- Directed by: Rachel Weinberg
- Written by: Rachel Weinberg
- Produced by: Jean-Marie Marguet
- Starring: Isabelle Huppert
- Cinematography: Claude Bécognée
- Edited by: Philippe Delesalle
- Music by: Carol Escoffier
- Production company: Nanou Film
- Release date: 25 September 1974;
- Running time: 83 minutes
- Country: France
- Language: French

= L'Ampélopède =

1974 film

L'Ampélopède is a 1974 French fantasy film directed by Rachel Weinberg and starring Isabelle Huppert.

==Plot==
A young woman resents the negative effects of urbanisation in Sainte-Montaine, the village in Sologne where she lives.
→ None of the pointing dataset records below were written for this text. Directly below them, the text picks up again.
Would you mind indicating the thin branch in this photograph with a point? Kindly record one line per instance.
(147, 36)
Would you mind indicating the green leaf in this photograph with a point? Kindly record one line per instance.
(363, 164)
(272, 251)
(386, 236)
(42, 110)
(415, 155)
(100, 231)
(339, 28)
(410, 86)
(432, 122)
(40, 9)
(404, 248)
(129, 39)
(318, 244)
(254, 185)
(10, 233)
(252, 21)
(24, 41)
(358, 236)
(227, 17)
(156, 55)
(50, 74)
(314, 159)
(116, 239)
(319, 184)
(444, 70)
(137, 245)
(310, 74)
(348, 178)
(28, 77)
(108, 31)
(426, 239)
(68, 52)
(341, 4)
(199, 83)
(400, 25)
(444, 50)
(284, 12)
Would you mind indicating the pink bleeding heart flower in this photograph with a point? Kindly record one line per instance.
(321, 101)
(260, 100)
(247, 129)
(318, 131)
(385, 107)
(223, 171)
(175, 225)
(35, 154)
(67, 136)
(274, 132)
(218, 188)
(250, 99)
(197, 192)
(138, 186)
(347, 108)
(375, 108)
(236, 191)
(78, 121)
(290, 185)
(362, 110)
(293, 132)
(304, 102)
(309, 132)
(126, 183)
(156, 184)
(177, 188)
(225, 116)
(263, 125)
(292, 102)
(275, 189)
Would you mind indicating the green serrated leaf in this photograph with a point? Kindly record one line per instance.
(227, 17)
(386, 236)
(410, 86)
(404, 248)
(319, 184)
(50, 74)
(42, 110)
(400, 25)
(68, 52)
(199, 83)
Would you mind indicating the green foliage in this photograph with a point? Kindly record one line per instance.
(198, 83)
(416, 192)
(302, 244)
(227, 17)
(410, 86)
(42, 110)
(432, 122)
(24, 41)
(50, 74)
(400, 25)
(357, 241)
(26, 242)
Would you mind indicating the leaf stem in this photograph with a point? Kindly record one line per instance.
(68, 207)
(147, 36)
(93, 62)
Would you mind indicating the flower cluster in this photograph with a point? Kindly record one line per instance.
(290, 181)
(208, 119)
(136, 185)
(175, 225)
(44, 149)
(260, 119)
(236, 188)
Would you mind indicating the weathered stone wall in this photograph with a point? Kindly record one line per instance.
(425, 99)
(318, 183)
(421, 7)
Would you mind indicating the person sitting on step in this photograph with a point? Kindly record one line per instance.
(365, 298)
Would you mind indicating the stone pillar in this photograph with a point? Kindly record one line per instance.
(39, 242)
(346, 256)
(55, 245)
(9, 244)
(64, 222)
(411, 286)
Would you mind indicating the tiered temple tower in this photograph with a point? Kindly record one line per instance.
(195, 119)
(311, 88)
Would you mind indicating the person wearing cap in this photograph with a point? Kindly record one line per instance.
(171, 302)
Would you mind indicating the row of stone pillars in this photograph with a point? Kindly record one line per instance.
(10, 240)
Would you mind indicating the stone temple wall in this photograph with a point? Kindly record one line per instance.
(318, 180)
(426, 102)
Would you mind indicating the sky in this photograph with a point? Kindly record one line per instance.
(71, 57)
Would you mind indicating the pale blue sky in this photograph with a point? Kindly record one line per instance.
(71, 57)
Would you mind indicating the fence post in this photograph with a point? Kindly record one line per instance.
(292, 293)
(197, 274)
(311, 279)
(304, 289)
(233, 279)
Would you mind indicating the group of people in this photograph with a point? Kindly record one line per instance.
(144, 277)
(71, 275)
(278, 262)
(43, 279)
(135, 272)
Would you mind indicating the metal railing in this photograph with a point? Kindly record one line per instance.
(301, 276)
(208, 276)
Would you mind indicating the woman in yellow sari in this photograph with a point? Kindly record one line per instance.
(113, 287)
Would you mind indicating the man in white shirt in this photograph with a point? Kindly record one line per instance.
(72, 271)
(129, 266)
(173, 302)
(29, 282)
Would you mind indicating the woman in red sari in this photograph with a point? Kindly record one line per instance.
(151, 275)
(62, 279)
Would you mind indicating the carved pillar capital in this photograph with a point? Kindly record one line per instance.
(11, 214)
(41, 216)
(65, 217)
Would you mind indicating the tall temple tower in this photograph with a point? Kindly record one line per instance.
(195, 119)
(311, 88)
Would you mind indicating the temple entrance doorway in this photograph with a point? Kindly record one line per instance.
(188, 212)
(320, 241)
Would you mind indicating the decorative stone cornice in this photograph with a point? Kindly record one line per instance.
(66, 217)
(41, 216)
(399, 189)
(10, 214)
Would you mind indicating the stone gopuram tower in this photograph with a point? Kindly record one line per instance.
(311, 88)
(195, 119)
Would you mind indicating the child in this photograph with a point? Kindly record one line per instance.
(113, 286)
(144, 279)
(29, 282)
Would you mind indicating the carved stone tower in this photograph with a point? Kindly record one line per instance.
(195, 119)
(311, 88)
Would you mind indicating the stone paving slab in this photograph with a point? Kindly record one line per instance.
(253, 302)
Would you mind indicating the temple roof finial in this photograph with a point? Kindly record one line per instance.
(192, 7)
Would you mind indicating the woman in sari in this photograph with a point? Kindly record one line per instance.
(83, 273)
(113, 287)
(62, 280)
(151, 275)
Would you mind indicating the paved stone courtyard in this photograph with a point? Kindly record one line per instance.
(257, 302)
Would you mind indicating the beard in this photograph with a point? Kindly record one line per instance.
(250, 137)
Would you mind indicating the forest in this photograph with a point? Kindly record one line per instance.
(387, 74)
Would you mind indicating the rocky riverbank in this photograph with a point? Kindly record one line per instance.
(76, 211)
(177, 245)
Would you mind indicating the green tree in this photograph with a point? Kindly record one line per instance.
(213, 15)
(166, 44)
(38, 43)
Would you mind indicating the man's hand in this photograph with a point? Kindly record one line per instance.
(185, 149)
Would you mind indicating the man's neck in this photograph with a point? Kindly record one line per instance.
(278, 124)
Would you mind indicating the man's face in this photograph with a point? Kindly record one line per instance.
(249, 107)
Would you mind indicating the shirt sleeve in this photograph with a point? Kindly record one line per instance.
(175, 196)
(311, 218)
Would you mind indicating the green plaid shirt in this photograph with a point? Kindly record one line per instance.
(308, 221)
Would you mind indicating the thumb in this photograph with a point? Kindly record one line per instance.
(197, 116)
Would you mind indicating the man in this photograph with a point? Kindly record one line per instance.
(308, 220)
She makes up a fantastic strange creature, the Ampélopède, which dwells in a forest.

==Cast==
- Isabelle Huppert - the narrator
- Patricia Pierangeli - Marie-Thé
- Jean-Marie Marguet - the Ampélopède
- Jean Pignol - Monsieur Pignolet
- Philippe Lehembre - Docteur Saxe
- Louise Dhour - the witch
- Valentine Pratz - Valentine
- Louise Rioton - the lady
- Claude Cernay - the waiter
- Robert Desrouets
- Camille Desmoulins

==Reception==
A review in Le Monde wrote: "Rachel Weinberg mixes fictional and reportage styles; she brings together and organizes different elements of reality; she places in a present where the villagers can no longer act, but simply speak, rehashing memories and traditions, the ironic and bitterly burlesque images of a possible future."